Building rapport and credibility with the director would be extremely important. It is highly beneficial that the client trusts the consultant that they hire because the life of a company could be at stake. The way that I would reach this point with the director would be to try my best to fulfill her wishes with the employees. There needs to be specific goals when creating the contract for the coaching consultation. In this case, it would be to find out the root problems of engagement, to fix them, and raise the engagement level scores. As mentioned before, I would use the seven phases. Another way to build credibility is to ensure that when the data is being collected from all of the employees, that confidentiality is maintained. This is important in every organization. Through this, trust is built and developed. Also, if the employees felt as if their information was kept confidential, they will be more inclined to share the issues and problems they may be experiencing at work, which would lead to more clarifying data collection results.

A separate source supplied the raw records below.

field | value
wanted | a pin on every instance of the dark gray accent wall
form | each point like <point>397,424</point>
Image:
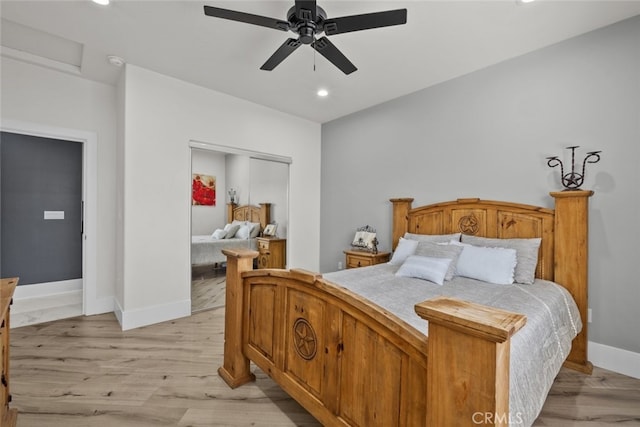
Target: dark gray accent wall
<point>38,175</point>
<point>486,134</point>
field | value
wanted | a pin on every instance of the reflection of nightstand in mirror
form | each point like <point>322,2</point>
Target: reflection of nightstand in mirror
<point>357,259</point>
<point>272,252</point>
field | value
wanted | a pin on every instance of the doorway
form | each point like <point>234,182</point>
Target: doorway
<point>255,178</point>
<point>69,288</point>
<point>41,205</point>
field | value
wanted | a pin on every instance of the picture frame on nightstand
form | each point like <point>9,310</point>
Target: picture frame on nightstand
<point>270,230</point>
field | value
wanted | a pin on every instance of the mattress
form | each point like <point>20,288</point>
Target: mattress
<point>206,250</point>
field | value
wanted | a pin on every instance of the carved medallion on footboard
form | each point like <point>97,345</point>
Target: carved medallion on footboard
<point>323,352</point>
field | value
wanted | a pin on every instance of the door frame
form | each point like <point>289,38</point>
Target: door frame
<point>89,142</point>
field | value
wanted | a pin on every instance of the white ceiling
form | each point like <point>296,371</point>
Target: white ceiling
<point>441,40</point>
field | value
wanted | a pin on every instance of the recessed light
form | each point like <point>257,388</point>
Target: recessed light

Lastly, I would show her a history of client success through statistics and/or graphs. That way she would feel at ease getting into a contract with me.
I believe that the easiest part of the coaching and consulting contract would be the reason behind need the coaching itself. At this stage, the director or client would know that they need help to some degree. Through observation, the client could see what the current stage is which would provide clearer answers of which changes they would want. The hardest issue might be the measurement of progress. I know personally, when employees are given a work survey, it might not be the most accurate. This could be from the employee’s part because they might not answer truthfully. But, it can also be from the surveyor’s part because the questions might not fit all of the categories and areas necessary.
To measure progress, quarterly surveys with the same questions can be given to the struggling department. The answers can be charted into graphs or percentages and then compared. If the employee engagement scores become higher, then the plan that the director and I would have made is working. If not, some changes would have to be made. In addition to this, the director and any managers could have observational reviews of the employees and they would chart their thoughts down. Those can be compared in the same quarterly report.
To close this meeting, I would review everything the director and I went over. I would highlight what I saw to be the need for coaching, the data collection methods we would take, possible intervention options, and also the timeframe of how long this would take. The suggested time frame would four quarters, which would be one year. Rome wasn’t built in a night and neither was any company. Lastly, I would leave the director all my contact information in case of any questions.
References
Fried, B. J., & Fottler, M. D. (2015). Human Resources in Healthcare: Managing for Success (4th ed.). Association of University Programs in Health Administration.